Yankees' Giancarlo Stanton brutally honest with media (again) but nothing's working
Yes, Yankees slugger Giancarlo Stanton is working hard. No, he's not getting results. Yes, he's embarrassed.
With a chance to play spoiler against the Toronto Blue Jays in the Bronx this week, the Yankees were instead lulled into such a heavy sleep that it should count towards Yusei Kikuchi's preferred 14 hours a day.
New York fell 7-1 in the opener, lowlighted by Giancarlo Stanton's two slow-as-molasses double play balls, then dropped a 6-1 follow-up to render the finale of this series as irrelevant as Season 34 of Big Brother.
While the entire team's futility was fully on display in the opening two games, from Tommy Kahnle's dirtball changeups to Kevin Gausman's complete mastery of anyone technically "using" a bat, Stanton fell most prominently under the microscope.
The soon-to-be 34-year-old is in the midst of an almost unfathomable slump, 2-for-39 with 17 whiffs in his past 11 games (unsurprisingly, both of those hits left the yard). While the dinger production is still admirable this season (24 in only 97 games), there's been precious little to accompany it. The occasional defender has been worth -0.8 bWAR as his bat speed has slowed, good for just an 87 OPS+, continuing what many hoped was an injury-marred mirage from the second half of last season.
After Wednesday's game, Stanton spoke to the media and counteracted the popular (read: popular on Facebook) narrative that he's no longer trying, content to wave at sliders if it comes with the occasional homer. Instead, the All-Star candidly admitted he's working hard to fix it, and is just as dissatisfied with the results as anyone, a message that only goes so far if the results have been consistently poor for 150 consecutive games.
Yankees slugger Giancarlo Stanton brutally honest (again) but nothing's working
Stanton used to be a player who could overcome the quirks of his swing and holes in his approach with otherworldly bat speed. Nowadays, the bat speed is still league-leading, but it's slipped several miles per hour. Corrections must be made, or he'll become an obsolete model, a truth he still appears to be reckoning with.
Perception has become reality in 2022 and 2023. It's always felt like a low-and-away breaker was a death knell for Stanton, but occasionally, pitchers would get cocky and try to feed their best fastballs by him, thinking they were different and could make the magic happen. Typically, they were proven wrong.
These days, though, a bummed-out Stanton sees an under-.190 average on the board and has no choice but to call it what it is.
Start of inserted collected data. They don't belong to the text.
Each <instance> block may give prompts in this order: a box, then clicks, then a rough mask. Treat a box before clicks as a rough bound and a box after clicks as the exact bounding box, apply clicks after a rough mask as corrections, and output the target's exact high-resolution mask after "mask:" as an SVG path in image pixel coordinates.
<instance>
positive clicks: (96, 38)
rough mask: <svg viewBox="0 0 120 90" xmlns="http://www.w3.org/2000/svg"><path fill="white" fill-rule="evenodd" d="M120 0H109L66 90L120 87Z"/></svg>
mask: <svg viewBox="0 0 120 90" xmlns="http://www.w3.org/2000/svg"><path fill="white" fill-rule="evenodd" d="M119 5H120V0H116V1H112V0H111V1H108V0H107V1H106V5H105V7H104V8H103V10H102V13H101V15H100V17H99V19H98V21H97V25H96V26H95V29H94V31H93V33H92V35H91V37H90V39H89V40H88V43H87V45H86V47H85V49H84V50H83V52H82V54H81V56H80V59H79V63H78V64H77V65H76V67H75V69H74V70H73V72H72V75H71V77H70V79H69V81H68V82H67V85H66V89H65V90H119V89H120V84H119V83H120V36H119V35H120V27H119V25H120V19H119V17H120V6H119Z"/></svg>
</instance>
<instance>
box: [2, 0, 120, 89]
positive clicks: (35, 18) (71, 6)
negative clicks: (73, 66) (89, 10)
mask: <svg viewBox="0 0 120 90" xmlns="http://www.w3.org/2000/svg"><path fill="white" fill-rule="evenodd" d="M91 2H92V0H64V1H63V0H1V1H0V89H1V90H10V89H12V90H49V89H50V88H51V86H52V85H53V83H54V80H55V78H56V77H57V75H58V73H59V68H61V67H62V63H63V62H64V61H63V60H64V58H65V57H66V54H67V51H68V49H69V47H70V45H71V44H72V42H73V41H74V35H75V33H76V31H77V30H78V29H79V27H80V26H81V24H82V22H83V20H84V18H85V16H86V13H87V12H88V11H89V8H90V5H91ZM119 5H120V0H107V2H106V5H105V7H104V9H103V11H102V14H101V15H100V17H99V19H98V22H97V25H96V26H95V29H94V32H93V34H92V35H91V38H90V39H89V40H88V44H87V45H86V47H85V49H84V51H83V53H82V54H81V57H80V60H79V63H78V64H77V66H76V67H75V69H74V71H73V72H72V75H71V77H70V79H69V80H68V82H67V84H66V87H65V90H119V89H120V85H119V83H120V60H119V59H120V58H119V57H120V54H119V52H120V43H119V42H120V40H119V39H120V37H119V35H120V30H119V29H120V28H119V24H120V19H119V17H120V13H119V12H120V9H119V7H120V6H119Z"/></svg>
Stanton's four years and $88 million remaining cost to the Yankees (thanks for picking up some of the tab, Marlins) may not all be spent in pinstripes. There's a good chance his body further betrays him and a DFA eventually becomes necessary. Hell, that time may have already passed.
As Stanton enters his platoon bat/"once upon a time..." era, he deserves to be commended for his candor. But after several years of honesty and slippage, it's no longer enough.